GI
GIS
May 25, 2025
Quarter ended May 25, 2025 · FY2025 Q4

General Mills, Inc. stock research

General Mills (GIS) Free Cash Flow — Quarter Ended May 25, 2025

In the current quarter, free cash flow and its margin weakened compared to both the prior quarter and the same quarter one year earlier, as revenue decreased and capital expenditure rose from the prior quarter. Operating cash flow improved sequentially but remained below the year-ago level.

Free cash flow takeaway

A quick read on the company's cash generation and what it means for investors.

In the current quarter, free cash flow and its margin weakened compared to both the prior quarter and the same quarter one year earlier, as revenue decreased and capital expenditure rose from the prior quarter. Operating cash flow improved sequentially but remained below the year-ago level.

  • Revenue was lower than both comparison periods. Operating cash flow increased from the preceding quarter but declined year over year. Capital expenditure rose from the prior quarter yet remained below the year-ago level. Consequently, free cash flow and its margin decreased relative to both prior periods.
  • Compared to the immediately preceding quarter, revenue was lower and capital expenditure was higher, leading to lower free cash flow and margin despite stronger operating cash flow. Versus the same quarter one year earlier, revenue, operating cash flow, free cash flow, and free cash flow margin were all lower, while capital expenditure was also lower.

FCF snapshot

Quarterly and TTM cash-flow metrics with the minimum valuation context.

TTM free cash flow

$2.3B

Trailing twelve-month free cash flow.

Quarter free cash flow

$391.4M

Free cash flow in the selected fiscal quarter.

Operating cash flow

$611.6M

Cash generated by operations before capital spending.

CapEx

$220.2M

Capital spending and related asset purchases.

FCF margin

8.6%

The share of revenue converted into free cash flow.

Cash flow trend

A short quarterly history shows whether FCF is scaling with revenue or only spiking for one period.

PeriodRevenueOperating CFCapExFCFFCF margin
2024-08-25$4.8B$624.2M$140.3M$483.9M10.0%
2024-11-24$5.2B$1.2B$160.9M$989.6M18.9%
2025-02-23$4.8B$531.9M$103.9M$428.0M8.8%
2025-05-25$4.6B$611.6M$220.2M$391.4M8.6%

Cash conversion quality

Checks that separate high-quality free cash flow from accounting noise or working-capital timing.

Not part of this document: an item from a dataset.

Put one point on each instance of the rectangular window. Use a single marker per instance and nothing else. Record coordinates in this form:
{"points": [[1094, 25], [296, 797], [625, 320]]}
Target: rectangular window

FCF / net income133.1%Shows whether accounting earnings convert into cash.
CapEx / revenue4.8%Lower capital intensity usually supports FCF margin.
Net cash-$13.8BCash and equivalents minus total debt.

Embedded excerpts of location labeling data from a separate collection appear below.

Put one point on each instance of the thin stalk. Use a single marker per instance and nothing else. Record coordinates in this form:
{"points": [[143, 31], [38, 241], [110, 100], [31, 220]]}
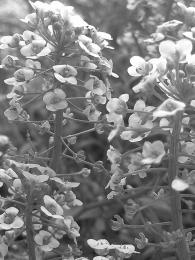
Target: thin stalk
{"points": [[29, 228], [57, 148], [183, 252]]}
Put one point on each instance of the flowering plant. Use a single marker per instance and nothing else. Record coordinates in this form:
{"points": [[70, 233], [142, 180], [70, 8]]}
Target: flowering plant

Recent events shaping cash flow

Near-term business events that help explain the free cash flow result.

Watch

Free cash flow decline

Free cash flow and its margin were lower in the current quarter compared to both the preceding quarter and the same quarter one year earlier. The sequential decrease occurred as capital expenditure rose despite higher operating cash flow, while the year-over-year decline reflected lower operating cash flow and lower revenue.

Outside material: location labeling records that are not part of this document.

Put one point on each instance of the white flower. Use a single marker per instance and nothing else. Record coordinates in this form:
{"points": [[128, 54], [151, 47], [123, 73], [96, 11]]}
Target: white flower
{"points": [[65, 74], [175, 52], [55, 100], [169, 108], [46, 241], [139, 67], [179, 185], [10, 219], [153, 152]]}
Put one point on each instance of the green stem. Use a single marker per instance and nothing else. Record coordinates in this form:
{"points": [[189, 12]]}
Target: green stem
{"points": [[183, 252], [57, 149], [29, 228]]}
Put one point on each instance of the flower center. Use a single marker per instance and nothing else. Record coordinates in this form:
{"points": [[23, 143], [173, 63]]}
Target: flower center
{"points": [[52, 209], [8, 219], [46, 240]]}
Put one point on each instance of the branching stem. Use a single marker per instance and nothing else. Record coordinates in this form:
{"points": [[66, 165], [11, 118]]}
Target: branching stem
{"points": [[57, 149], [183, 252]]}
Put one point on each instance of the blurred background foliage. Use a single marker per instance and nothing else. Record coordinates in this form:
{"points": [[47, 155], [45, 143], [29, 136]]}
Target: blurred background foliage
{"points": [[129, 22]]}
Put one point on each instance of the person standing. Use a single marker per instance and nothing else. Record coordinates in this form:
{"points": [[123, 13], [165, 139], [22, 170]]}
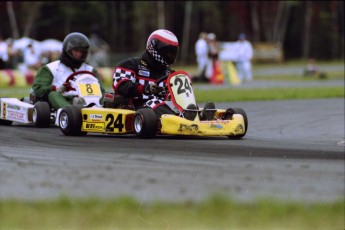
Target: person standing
{"points": [[201, 51], [245, 54], [212, 54]]}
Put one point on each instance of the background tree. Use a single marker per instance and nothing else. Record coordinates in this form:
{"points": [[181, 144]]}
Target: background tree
{"points": [[304, 28]]}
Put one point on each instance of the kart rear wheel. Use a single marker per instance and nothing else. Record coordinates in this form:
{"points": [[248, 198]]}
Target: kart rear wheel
{"points": [[70, 121], [228, 116], [145, 123], [41, 114]]}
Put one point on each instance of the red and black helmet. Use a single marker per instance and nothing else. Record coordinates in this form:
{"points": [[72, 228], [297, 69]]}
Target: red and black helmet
{"points": [[163, 46]]}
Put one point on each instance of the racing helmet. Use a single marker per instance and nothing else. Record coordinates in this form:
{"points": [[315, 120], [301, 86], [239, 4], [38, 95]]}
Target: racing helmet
{"points": [[78, 41], [163, 46]]}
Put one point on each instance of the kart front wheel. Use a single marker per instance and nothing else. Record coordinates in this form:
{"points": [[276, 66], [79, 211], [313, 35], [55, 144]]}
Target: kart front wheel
{"points": [[228, 116], [145, 123], [70, 121], [41, 114]]}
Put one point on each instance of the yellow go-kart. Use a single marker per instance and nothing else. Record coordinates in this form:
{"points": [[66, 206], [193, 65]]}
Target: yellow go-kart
{"points": [[231, 122]]}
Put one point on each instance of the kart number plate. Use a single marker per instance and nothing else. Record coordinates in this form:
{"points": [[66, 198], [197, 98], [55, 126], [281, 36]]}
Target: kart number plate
{"points": [[87, 89]]}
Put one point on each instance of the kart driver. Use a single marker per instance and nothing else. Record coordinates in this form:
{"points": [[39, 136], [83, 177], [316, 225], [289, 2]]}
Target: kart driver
{"points": [[135, 78], [49, 84]]}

The trend in capital expenditure relative to operating cash flow merits close observation to assess the trajectory of free cash flow.

What the cash flow says

How to interpret the company's free cash flow beyond the headline number.

Revenue was lower than both comparison periods. Operating cash flow increased from the preceding quarter but declined year over year. Capital expenditure rose from the prior quarter yet remained below the year-ago level. Consequently, free cash flow and its margin decreased relative to both prior periods.

Compared to the immediately preceding quarter, revenue was lower and capital expenditure was higher, leading to lower free cash flow and margin despite stronger operating cash flow. Versus the same quarter one year earlier, revenue, operating cash flow, free cash flow, and free cash flow margin were all lower, while capital expenditure was also lower.

Monitor capital expenditure levels relative to operating cash flow generation, as rising capex in the current quarter reduced free cash flow despite improved operating cash flow.